Two Sides Of The Customer Service Coin
Today my family received two very different messages from two separate companies. I had to write about them and share them with you here, because the two experiences could not have been more polarizing.
The Bad Experience
My wife received a phone call from a representative at the Canadian Imperial Bank of Commerce (CIBC). We have a couple of banking products with them, and they called to check up on us and see if they could sell us anything else. My wife said that we were fine, and that we didn’t need a loan, credit card, or line of credit, thank you very much.
The CSR asked if we had a VISA.
Yes, we do.
But that VISA is in your husband’s name, isn’t it?
The CSR continued that my wife should really get a VISA in her own name, just in case I ever decide to leave her and my children.
Let me repeat that. As a sales tactic to get an existing client to add an additional service, a representative of one of the largest banks in the country actually suggested that a client’s husband might abandon her.
The Good Experience
A couple of months ago my son, age 4, drew a few pictures of a Super Mario Brothers game that he though would be fun. He asked me to send them to Nintendo of America so that they could make the game for him. We wrote a short letter, gathered up the pictures, and then mailed them to Nintendo of America.
Today, he received a letter back from Nintendo.
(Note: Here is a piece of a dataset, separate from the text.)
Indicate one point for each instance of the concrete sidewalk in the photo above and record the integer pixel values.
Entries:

The letter was quite long, and it commented on the quality of the pictures, how much they liked his idea for a game, and a few other very nice things. To complete the letter, they said that they were very proud that their work had inspired my son, and went on to suggest that if he worked hard, that maybe someday his work would inspire others. They also included a few Nintendo trinkets as gifts for him.
So in one day – in a time span of about three hours – my family was hit with two very distinct messages from large multinational corporations. One, CIBC, shared a threatening message of despair and pain. The other, Nintendo, shared a message of thanks and hopefulness.
Which of these companies do you think we feel better about in our household? Who would we rather deal with in the future?
And what about you? What message are you sharing with your customers? Are you scaring them into making a purchase? Or are you leading with a positive message? Are you the doomsday company, or are you inspiring your customers?